Para las idas y venidas de Smiley, la
caída
física del edificio mismo, vacío en tres cuartas partes y, desde la visita de los hurones, en estado de desorden general, aportaba una sombría sensación de ruina que en momentos bajos resultaba simbólica para quienes tenían que vivir con ella. Lo que los hurones destruyen, no vuelven a reconstruirlo: y creían que lo mismo podía aplicarse, quizás, a Karla, cuyos rasgos polvorientos, clavados allí por su escurridizo jefe, seguían vigilando desde las sombras de su espartano salón del trono.

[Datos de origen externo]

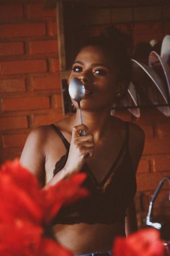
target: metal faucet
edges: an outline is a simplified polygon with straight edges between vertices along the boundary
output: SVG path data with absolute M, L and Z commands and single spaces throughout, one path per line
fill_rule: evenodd
M 162 188 L 164 183 L 166 181 L 168 181 L 169 185 L 169 189 L 170 189 L 170 177 L 165 177 L 163 179 L 162 179 L 161 180 L 161 181 L 159 182 L 159 185 L 157 187 L 156 189 L 154 194 L 154 196 L 150 203 L 148 212 L 147 216 L 146 217 L 146 224 L 147 226 L 152 226 L 152 227 L 155 228 L 155 229 L 159 229 L 159 230 L 162 229 L 163 224 L 160 224 L 160 223 L 152 222 L 152 208 L 154 206 L 154 203 L 155 201 L 156 198 L 158 196 L 158 195 L 159 193 L 159 191 L 160 191 L 160 189 Z M 169 200 L 170 201 L 170 190 L 169 190 Z

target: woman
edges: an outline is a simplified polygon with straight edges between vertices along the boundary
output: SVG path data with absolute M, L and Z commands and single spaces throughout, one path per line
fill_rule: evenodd
M 69 82 L 78 77 L 84 85 L 81 107 L 86 126 L 79 125 L 77 112 L 37 127 L 28 136 L 21 156 L 21 163 L 42 186 L 76 172 L 87 174 L 83 185 L 90 197 L 63 208 L 54 223 L 58 241 L 74 254 L 110 255 L 116 236 L 137 229 L 133 197 L 144 135 L 136 125 L 110 114 L 130 79 L 124 39 L 110 27 L 86 42 L 75 58 Z M 77 109 L 77 103 L 73 103 Z M 83 130 L 87 135 L 80 136 Z

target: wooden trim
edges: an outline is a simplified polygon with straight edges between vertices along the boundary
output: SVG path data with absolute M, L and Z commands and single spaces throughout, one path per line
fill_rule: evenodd
M 60 71 L 62 72 L 65 71 L 66 68 L 63 7 L 62 2 L 57 2 L 56 11 L 60 68 Z

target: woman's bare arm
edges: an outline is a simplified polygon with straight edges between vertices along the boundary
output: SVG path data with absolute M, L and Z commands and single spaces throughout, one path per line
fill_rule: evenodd
M 35 175 L 42 187 L 44 185 L 45 175 L 45 140 L 44 127 L 33 129 L 27 139 L 20 159 L 21 164 Z

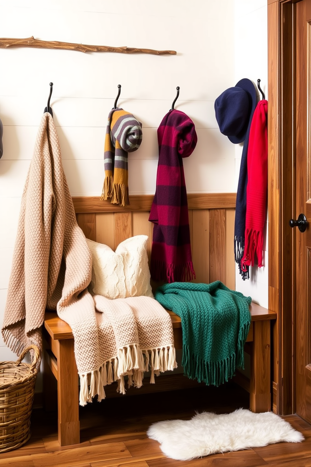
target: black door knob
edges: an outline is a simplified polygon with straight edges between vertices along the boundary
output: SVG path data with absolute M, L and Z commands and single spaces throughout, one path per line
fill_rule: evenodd
M 291 227 L 297 227 L 301 232 L 304 232 L 309 225 L 309 222 L 304 214 L 299 214 L 297 220 L 290 219 L 290 225 Z

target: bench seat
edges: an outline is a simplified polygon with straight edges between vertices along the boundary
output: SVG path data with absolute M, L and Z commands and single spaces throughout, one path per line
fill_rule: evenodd
M 264 412 L 271 408 L 270 323 L 271 320 L 276 318 L 276 315 L 254 303 L 250 304 L 249 309 L 251 321 L 245 350 L 250 356 L 250 377 L 249 380 L 243 375 L 239 376 L 237 372 L 235 377 L 237 382 L 249 392 L 250 410 L 253 412 Z M 168 311 L 172 319 L 175 348 L 181 349 L 180 318 L 173 311 Z M 61 319 L 55 312 L 47 311 L 43 337 L 45 405 L 47 407 L 51 400 L 53 384 L 51 379 L 55 377 L 57 382 L 59 442 L 62 446 L 78 444 L 80 442 L 78 377 L 72 331 L 70 326 Z M 172 375 L 169 377 L 177 375 Z M 147 384 L 139 389 L 135 388 L 135 390 L 141 392 L 152 390 L 157 391 L 161 386 L 159 381 L 165 381 L 166 378 L 167 379 L 166 376 L 161 376 L 156 379 L 155 384 Z M 183 378 L 184 380 L 187 379 Z M 145 387 L 148 388 L 147 391 L 144 390 Z M 176 384 L 173 387 L 176 388 Z

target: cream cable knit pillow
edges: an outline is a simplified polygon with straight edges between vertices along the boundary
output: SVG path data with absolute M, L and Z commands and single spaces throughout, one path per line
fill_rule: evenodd
M 90 293 L 111 299 L 141 295 L 153 298 L 147 241 L 147 235 L 131 237 L 114 252 L 107 245 L 87 239 L 93 260 Z

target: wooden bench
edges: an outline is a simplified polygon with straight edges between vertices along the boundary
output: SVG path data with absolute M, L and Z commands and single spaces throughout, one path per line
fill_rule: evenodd
M 232 276 L 234 258 L 230 249 L 233 249 L 232 205 L 234 207 L 235 197 L 224 195 L 221 197 L 221 194 L 217 194 L 217 198 L 214 195 L 188 197 L 193 258 L 196 282 L 208 283 L 219 280 L 234 290 L 235 280 Z M 150 254 L 152 225 L 148 219 L 152 198 L 147 195 L 131 197 L 131 206 L 125 208 L 100 201 L 97 198 L 79 198 L 73 200 L 78 223 L 86 237 L 115 249 L 125 238 L 133 235 L 147 234 L 150 238 Z M 152 285 L 154 288 L 157 285 Z M 271 408 L 270 322 L 276 316 L 274 312 L 253 303 L 250 311 L 251 322 L 244 349 L 250 356 L 250 377 L 238 372 L 235 377 L 236 382 L 249 393 L 250 410 L 257 412 L 266 411 Z M 180 319 L 172 311 L 169 312 L 173 323 L 175 346 L 176 349 L 180 349 L 182 345 Z M 62 446 L 77 444 L 80 442 L 78 376 L 72 330 L 55 312 L 47 311 L 43 333 L 45 405 L 48 406 L 52 400 L 55 377 L 57 381 L 59 442 Z M 181 380 L 178 377 L 180 375 L 173 373 L 171 375 L 159 376 L 156 378 L 155 384 L 144 382 L 141 388 L 134 388 L 135 393 L 176 389 L 181 385 Z M 193 382 L 183 377 L 183 387 L 187 381 L 189 387 L 193 384 Z M 111 394 L 110 388 L 105 388 L 108 396 Z M 127 393 L 134 393 L 133 389 L 130 388 Z M 115 387 L 113 390 L 117 396 Z

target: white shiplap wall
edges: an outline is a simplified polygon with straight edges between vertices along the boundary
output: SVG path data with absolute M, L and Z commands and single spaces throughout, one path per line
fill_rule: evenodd
M 256 83 L 260 77 L 267 82 L 266 4 L 266 0 L 193 0 L 189 7 L 186 0 L 137 0 L 134 5 L 126 0 L 0 0 L 1 37 L 34 35 L 177 52 L 157 56 L 0 49 L 0 323 L 21 197 L 50 82 L 54 83 L 50 105 L 73 196 L 101 193 L 105 126 L 118 84 L 122 85 L 118 106 L 143 124 L 143 142 L 129 157 L 130 194 L 154 192 L 157 128 L 171 108 L 177 86 L 180 89 L 175 108 L 193 119 L 198 134 L 195 149 L 184 161 L 188 192 L 235 191 L 242 149 L 220 133 L 214 101 L 241 78 Z M 255 27 L 264 38 L 260 48 L 245 38 Z M 261 274 L 257 281 L 242 284 L 246 294 L 252 295 L 253 289 L 257 293 Z M 266 306 L 263 276 L 258 301 Z M 242 289 L 238 283 L 238 279 Z M 15 358 L 0 336 L 0 360 Z

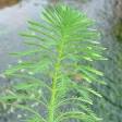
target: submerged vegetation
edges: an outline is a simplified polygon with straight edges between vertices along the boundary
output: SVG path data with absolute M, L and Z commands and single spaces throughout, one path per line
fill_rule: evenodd
M 102 73 L 91 66 L 105 60 L 99 33 L 84 13 L 68 5 L 48 7 L 40 22 L 29 21 L 22 36 L 29 50 L 12 53 L 24 57 L 4 75 L 17 78 L 0 102 L 22 109 L 26 122 L 97 122 L 91 95 L 101 97 L 90 84 L 102 83 Z M 25 57 L 26 60 L 25 60 Z

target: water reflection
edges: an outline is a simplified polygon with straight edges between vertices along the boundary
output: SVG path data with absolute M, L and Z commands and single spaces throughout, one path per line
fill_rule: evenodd
M 16 4 L 21 0 L 0 0 L 0 9 Z

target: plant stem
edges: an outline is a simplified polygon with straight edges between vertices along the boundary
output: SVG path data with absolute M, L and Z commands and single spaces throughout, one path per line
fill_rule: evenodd
M 54 66 L 54 74 L 52 76 L 52 93 L 51 93 L 51 99 L 49 103 L 49 120 L 48 122 L 54 122 L 54 107 L 56 107 L 56 95 L 57 95 L 57 81 L 60 74 L 60 66 L 61 66 L 61 59 L 63 56 L 63 48 L 64 48 L 64 38 L 61 41 L 61 45 L 58 49 L 59 56 L 58 61 Z

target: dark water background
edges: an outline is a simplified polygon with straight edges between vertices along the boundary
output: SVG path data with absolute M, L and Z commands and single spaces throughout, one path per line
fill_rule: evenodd
M 50 0 L 51 1 L 51 0 Z M 9 52 L 23 50 L 23 40 L 19 33 L 26 28 L 28 19 L 39 20 L 47 0 L 22 0 L 17 4 L 4 4 L 0 10 L 0 74 L 9 64 L 16 60 Z M 78 8 L 96 20 L 101 32 L 99 40 L 106 48 L 108 61 L 95 64 L 105 73 L 106 86 L 96 86 L 102 93 L 102 99 L 95 99 L 93 109 L 103 118 L 102 122 L 122 122 L 122 39 L 115 37 L 115 25 L 121 22 L 122 0 L 65 0 L 66 3 Z M 8 7 L 11 5 L 11 7 Z M 1 7 L 0 7 L 1 8 Z M 119 25 L 120 26 L 120 25 Z M 118 28 L 118 27 L 117 27 Z M 3 87 L 10 81 L 0 75 L 0 85 Z M 0 122 L 14 122 L 14 115 L 7 115 L 1 111 Z

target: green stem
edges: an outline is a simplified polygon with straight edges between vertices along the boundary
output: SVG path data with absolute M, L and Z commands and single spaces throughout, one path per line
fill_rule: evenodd
M 51 99 L 49 103 L 49 120 L 48 122 L 54 122 L 54 109 L 56 109 L 56 95 L 57 95 L 57 81 L 60 73 L 60 66 L 61 66 L 61 59 L 63 56 L 63 48 L 64 48 L 64 39 L 61 41 L 61 46 L 59 47 L 59 56 L 58 61 L 54 66 L 54 74 L 52 76 L 52 93 L 51 93 Z

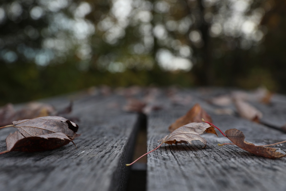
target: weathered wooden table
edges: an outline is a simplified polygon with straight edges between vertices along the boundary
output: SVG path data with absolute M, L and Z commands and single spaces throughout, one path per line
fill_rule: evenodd
M 265 158 L 235 145 L 218 146 L 230 142 L 220 134 L 218 137 L 202 135 L 207 141 L 205 148 L 196 141 L 192 145 L 163 145 L 148 155 L 146 164 L 125 166 L 132 162 L 137 132 L 142 125 L 147 129 L 146 141 L 140 143 L 146 143 L 149 151 L 169 133 L 169 126 L 196 103 L 223 131 L 237 129 L 248 142 L 263 145 L 286 140 L 281 128 L 286 123 L 286 97 L 275 94 L 268 104 L 248 101 L 263 114 L 257 123 L 240 117 L 233 104 L 223 107 L 210 102 L 217 96 L 230 94 L 230 90 L 117 90 L 108 95 L 83 92 L 41 101 L 61 108 L 74 100 L 72 114 L 80 119 L 78 133 L 82 134 L 74 140 L 78 149 L 70 143 L 51 151 L 0 155 L 0 190 L 286 190 L 286 158 Z M 140 111 L 146 115 L 122 109 L 126 98 L 131 97 L 144 100 L 146 105 Z M 222 109 L 233 113 L 219 114 Z M 11 128 L 0 130 L 0 151 L 6 150 L 6 137 L 15 130 Z M 286 151 L 284 144 L 273 147 Z M 143 173 L 136 174 L 139 172 Z M 128 184 L 128 180 L 133 182 Z

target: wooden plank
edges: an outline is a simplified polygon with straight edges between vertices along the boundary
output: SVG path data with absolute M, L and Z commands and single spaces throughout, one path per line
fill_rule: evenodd
M 286 135 L 262 125 L 237 116 L 216 115 L 212 112 L 213 106 L 201 97 L 196 97 L 195 94 L 191 95 L 192 104 L 198 102 L 206 108 L 214 123 L 223 131 L 237 128 L 243 132 L 246 141 L 260 145 L 286 140 Z M 168 101 L 161 96 L 161 101 Z M 150 115 L 148 151 L 157 147 L 158 140 L 169 134 L 169 126 L 190 108 L 189 105 L 186 105 L 173 106 Z M 205 149 L 202 149 L 200 142 L 194 141 L 192 145 L 163 145 L 149 154 L 147 190 L 269 190 L 275 188 L 275 190 L 285 190 L 286 158 L 257 157 L 235 145 L 219 146 L 219 143 L 230 142 L 221 134 L 218 137 L 212 134 L 202 136 L 207 141 Z M 277 147 L 286 150 L 285 145 Z
M 74 98 L 75 97 L 74 97 Z M 137 115 L 122 111 L 122 97 L 76 97 L 72 115 L 78 118 L 78 133 L 71 143 L 54 150 L 0 155 L 0 188 L 6 190 L 124 190 L 137 131 Z M 46 100 L 58 107 L 66 97 Z M 15 129 L 1 130 L 0 150 Z

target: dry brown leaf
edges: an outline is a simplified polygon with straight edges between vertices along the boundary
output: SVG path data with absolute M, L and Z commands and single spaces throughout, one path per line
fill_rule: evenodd
M 169 130 L 172 132 L 180 127 L 191 123 L 202 122 L 202 118 L 212 123 L 210 117 L 198 104 L 196 104 L 184 115 L 178 119 L 169 127 Z
M 256 156 L 276 158 L 285 156 L 285 155 L 277 151 L 271 147 L 265 147 L 256 146 L 244 140 L 245 137 L 242 132 L 236 129 L 227 130 L 225 131 L 227 137 L 240 148 Z
M 61 110 L 57 111 L 51 105 L 36 102 L 28 103 L 20 110 L 15 111 L 13 105 L 8 104 L 0 110 L 0 127 L 10 125 L 13 121 L 33 119 L 49 115 L 63 116 L 70 113 L 73 103 Z
M 232 103 L 232 99 L 228 95 L 221 95 L 212 99 L 210 101 L 212 104 L 217 105 L 226 106 Z
M 123 110 L 128 112 L 142 113 L 146 103 L 140 100 L 134 98 L 129 99 L 127 104 L 123 107 Z
M 8 135 L 6 139 L 7 151 L 1 153 L 53 149 L 72 142 L 80 135 L 76 133 L 78 129 L 77 125 L 58 116 L 38 117 L 13 123 L 7 127 L 13 127 L 19 131 Z
M 192 141 L 198 140 L 206 146 L 206 141 L 199 135 L 204 133 L 215 134 L 217 136 L 213 127 L 205 123 L 192 123 L 187 124 L 175 130 L 158 142 L 172 145 L 178 143 L 191 144 Z
M 262 113 L 260 111 L 242 100 L 235 100 L 235 105 L 242 117 L 259 123 L 262 117 Z

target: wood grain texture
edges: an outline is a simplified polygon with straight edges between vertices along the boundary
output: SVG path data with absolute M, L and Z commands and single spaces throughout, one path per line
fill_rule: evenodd
M 116 95 L 73 97 L 72 115 L 81 135 L 72 144 L 50 151 L 0 155 L 0 190 L 13 191 L 124 190 L 136 131 L 137 115 L 122 112 L 125 99 Z M 66 96 L 45 100 L 56 107 Z M 75 122 L 76 122 L 75 121 Z M 16 129 L 1 130 L 0 151 Z
M 207 110 L 214 123 L 223 131 L 237 128 L 244 133 L 246 141 L 263 145 L 286 140 L 285 134 L 262 125 L 236 116 L 216 115 L 214 112 L 215 108 L 205 101 L 201 93 L 190 91 L 188 93 L 192 96 L 192 103 L 173 106 L 150 115 L 148 151 L 157 147 L 158 140 L 169 133 L 170 125 L 196 103 Z M 168 101 L 163 97 L 161 101 Z M 203 145 L 199 142 L 194 141 L 192 145 L 163 145 L 149 154 L 147 190 L 285 190 L 286 158 L 265 158 L 235 145 L 218 146 L 219 143 L 230 142 L 221 134 L 218 137 L 212 134 L 202 136 L 207 140 L 205 149 L 202 148 Z M 282 152 L 286 151 L 285 145 L 273 147 L 281 148 Z

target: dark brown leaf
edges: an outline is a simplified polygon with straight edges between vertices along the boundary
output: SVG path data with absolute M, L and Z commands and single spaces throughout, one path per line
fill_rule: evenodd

Lo poco que conocían era abrumador. Cuestiones tan vulgares como la del personal, por ejemplo, adquirían una dimensión aterradora. Smiley había invitado al personal a que se fuera y a que se desmantelaran las residencias; y por lo menos la del pobre Tufty Thesinger, de Hong Kong, que aunque desde mucho antes alejada del escenario antisoviético fue una de las últimas que se cerró. Respecto a Whitehall, terreno del que ellos desconfiaban profundamente, igual que Smiley, se supo que éste había sostenido discusiones extrañas y bastante tremendas sobre indemnizaciones por despido y readmisiones. Había casos, al parecer (el pobre Tufty Thesinger de Hong Kong aportaba una vez más el ejemplo más directo), en que Bill Haydon había alentado deliberadamente el ascenso excesivo de funcionarios quemados con los que se podría contar que no emprenderían iniciativas personales. ¿Debería pagárseles para que se fueran de acuerdo con su auténtico valor, o según el valor exagerado que malévolamente les había asignado Haydon? Había otros casos en los que Haydon, por su propia seguridad, había urdido razones de expulsión. ¿Deberían recibir la pensión completa? ¿Tenían derecho a pedir el reingreso? Desconcertados y jóvenes ministros, nuevos en el poder desde las elecciones, elaboraban normas audaces y contradictorias. En consecuencia, pasaron por las manos de Smiley toda una triste corriente de frustrados funcionarios de campo del Circus, de ambos sexos, y los caseros recibieron orden de cerciorarse de que, por razones de seguridad, y quizá de estética, ninguno de estos recién llegados de residencias extranjeras pusiera los pies dentro del edificio principal. No quería tolerar Smiley tampoco ningún contacto entre los condenados y los amnistiados provisionalmente. En consecuencia, con el renuente apoyo de Hacienda en la persona del galés Hammer, los caseros instalaron una oficina de recepción provisional en una casa alquilada de Bloomsbury, bajo la tapadera de una escuela de idiomas.
(Lamentamos no poder recibir a nadie sin cita previa),
controlándola con un cuarteto de funcionarios de pagos—y—personal. Este equipo se convirtió inevitablemente en el Grupo Bloomsbury, y se supo que a veces, durante una hora libre o así, Smiley procuraba escurrirse hasta allí y, en una visita más bien tipo hospital, ofrecía su pésame a rostros con frecuencia desconocidos. En otras ocasiones, según su humor, guardaba silencio absoluto, prefiriendo mantenerse anónimo y silencioso como un buda en un rincón de la polvorienta sala de entrevistas.